Dr. Evan C. Fricke, an ecologist at Rice University in Texas, wanted to examine what the loss of birds and mammals meant for seed dispersal. Writing in The Conversation, Fricke explained that he and his team used machine learning to make predictions based on the traits of different species.

They found that because of wildlife losses, 60 percent fewer seeds are being dispersed far enough worldwide to keep pace with climate change. Further, they estimated that if currently endangered seed disperser species such as bonobos, savanna elephants, and helmeted hornbills became extinct, global seed dispersal would decline by an additional 15 percent.

This has staggering repercussions. Beyond animals losing a food source and plants a means of reproduction, seed dispersals sustain healthy ecosystems that humans rely on for producing food, filtering water, and controlling erosion. Transported seeds also help forests recover from disruptions like wildfires, which are increasing with climate change. Having fewer seeds would create a vicious cycle where plants that store heat-trapping carbon dioxide are disappearing.

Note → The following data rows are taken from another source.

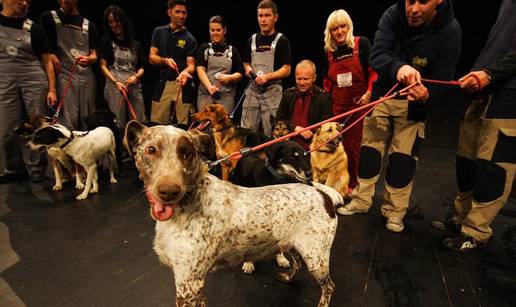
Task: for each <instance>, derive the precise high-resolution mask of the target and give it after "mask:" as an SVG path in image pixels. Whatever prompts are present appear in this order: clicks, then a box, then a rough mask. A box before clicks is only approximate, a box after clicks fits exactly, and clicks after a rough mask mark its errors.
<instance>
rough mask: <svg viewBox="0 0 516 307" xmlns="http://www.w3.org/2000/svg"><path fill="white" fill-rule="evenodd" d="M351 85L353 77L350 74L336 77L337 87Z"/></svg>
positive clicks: (348, 86) (347, 73) (344, 86)
mask: <svg viewBox="0 0 516 307" xmlns="http://www.w3.org/2000/svg"><path fill="white" fill-rule="evenodd" d="M352 84H353V75H352V74H351V72H347V73H344V74H338V75H337V86H338V87H350V86H351V85H352Z"/></svg>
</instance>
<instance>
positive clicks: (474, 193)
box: [453, 99, 516, 242]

The study was published in the journal Science.

Get a Kick from Shoes Made with Coffee

A cup of coffee in the morning can jump-start your day, but the grounds left over could soon put a spring in your step. A company in Finland is making sneakers out of coffee waste.

Credit: Rens

Given the popularity of java worldwide, tons of coffee grounds are sent to landfills each year, where they release methane, a potent greenhouse gas. To address the problem, the footwear firm Rens has created a sneaker using the grounds. The waste is processed and then combined with plastic pellets from recycled water bottles to make a polyester yarn for the upper part of the shoe.

The company says every pair is made from six recycled plastic bottles and 150 grams of coffee waste and diverts 21 cups worth of coffee waste from landfills. They also say that by using recycled plastic (rPET) their production has significantly lower CO2 emissions to make the upper part of the shoe compared to virgin polymers used in most athletic footwear.

For the toe, arch, and heel, to maximize traction they use a sap-like material collected from rubber trees (Hevea brasiliensis), which can have a lower environmental impact than synthetic, petrochemical counterparts if sourced sustainably. (The company does not list where it sources the rubber, however.)

They say their innovative fiber contains tiny micro-pockets that trap unpleasant odors and is naturally antibacterial. Should you get caught in the rain, the shoes are waterproof and dry quickly.

The downside of the sustainable footwear might be its high price tag—around $119 a pair, but perhaps that’s the cost of a lighter footprint on the planet.